Der Kalte Krieg Saudi Arabiens mit Iran
In der Region selbst wird Saudiarabien versuchen, seinen Kalten Krieg
gegen Iran weiterzuführen. Es geht dabei nominell um ein Machtringen
zwischen Schiiten und Sunniten, jedoch real um die Vormachtstellung
in einem künftigen, weniger als bisher von den USA dominierten,
Mittleren Osten. Im Zug dieses Kalten Krieges ist es bereits zu einer
Annäherung von Saudiarabien und Israel gekommen, weil beide Staaten, einst Feinde, am gleichen Strick gegen Iran ziehen.
Saudi Arabien hat auch gewaltige Summen für einen geplanten Übergang der saudischen Energieproduktion von Erdöl auf Atomkraft bereit gestellt und Verträge in diesem Sinne mit Russland, Frankreich,
Südkorea, China und Argentinien geschlossen. Geplant sind 16 Reaktoren bis 2032 für 2 Milliarden pro Stück. Der Verdacht besteht, dass Saudi Arabien versucht, neben Israel, zur zweiten Atommacht im Nahen Osten zu werden. Es heisst, es gebe bereits eine saudische "nukleare Verteidigungsstrategie".
Irans neuer Geldsegen
Doch die saudische Führung hat den wahrscheinlichen Fehler begangen, sich im Jemen in einen asymetrischen
Krieg zu verwickeln - Bombenangriffe gegen Guerilla. Was
möglicherweise schwerwiegende Folgen für das gesamte Königreich und damit auch für sein Machtringen mit Iran aufweisen wird.

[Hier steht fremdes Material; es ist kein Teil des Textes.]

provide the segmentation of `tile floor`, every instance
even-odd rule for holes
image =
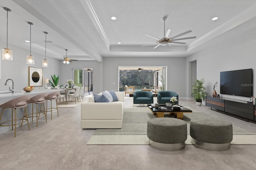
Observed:
[[[156,98],[154,98],[156,103]],[[197,106],[193,100],[179,103],[256,133],[256,123],[248,122]],[[132,107],[126,97],[125,107]],[[140,107],[139,105],[135,107]],[[145,106],[146,107],[146,106]],[[17,130],[0,135],[0,167],[5,170],[255,170],[256,145],[231,145],[222,152],[193,145],[164,151],[149,145],[87,145],[94,129],[80,128],[80,106],[59,109],[47,122],[40,119]]]

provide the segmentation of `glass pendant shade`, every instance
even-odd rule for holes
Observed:
[[[4,60],[12,60],[12,51],[10,49],[4,48],[2,50],[2,59]]]
[[[12,60],[12,51],[8,48],[8,12],[12,11],[8,8],[4,7],[4,9],[7,12],[6,47],[2,50],[2,59],[4,60]]]
[[[27,64],[35,64],[35,58],[33,55],[27,55]]]
[[[44,67],[48,67],[48,62],[49,61],[46,59],[44,59],[42,62],[42,66]]]

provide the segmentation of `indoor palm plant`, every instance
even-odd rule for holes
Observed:
[[[52,76],[52,82],[51,81],[51,80],[49,80],[50,83],[51,84],[52,86],[52,87],[55,87],[58,86],[58,83],[59,83],[59,76],[60,75],[58,75],[58,77],[56,77],[55,74],[53,74],[53,77],[52,76]],[[61,87],[63,86],[63,85],[60,86],[60,87]]]
[[[192,86],[192,96],[196,100],[196,105],[198,106],[202,105],[202,99],[205,100],[207,95],[207,92],[205,91],[205,87],[204,86],[204,78],[200,80],[196,78],[196,81]]]

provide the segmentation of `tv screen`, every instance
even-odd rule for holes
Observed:
[[[220,93],[240,96],[252,96],[252,69],[220,72]]]

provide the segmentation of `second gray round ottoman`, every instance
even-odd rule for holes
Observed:
[[[148,121],[149,145],[155,149],[174,151],[185,148],[187,123],[173,118],[155,118]]]
[[[195,146],[208,150],[226,150],[233,139],[232,123],[216,118],[190,120],[190,135]]]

Der saudische Kalte Krieg hat auch seine finanzielle Seite. Saudiarabien bemüht sich, den Ölpreis niedrig zu halten in der Hoffnung, Iran dadurch entscheidend zu schwächen. Doch der Nuklearvertrag bewirkt, dass Iran Zugang zu grossen Mengen von iranischen Geldern erlangt, die bisher im Zeichen der nuklearen Konfrontation in den USA eingefroren waren. Das saudische Druckmittel verliert dadurch Wirksamkeit.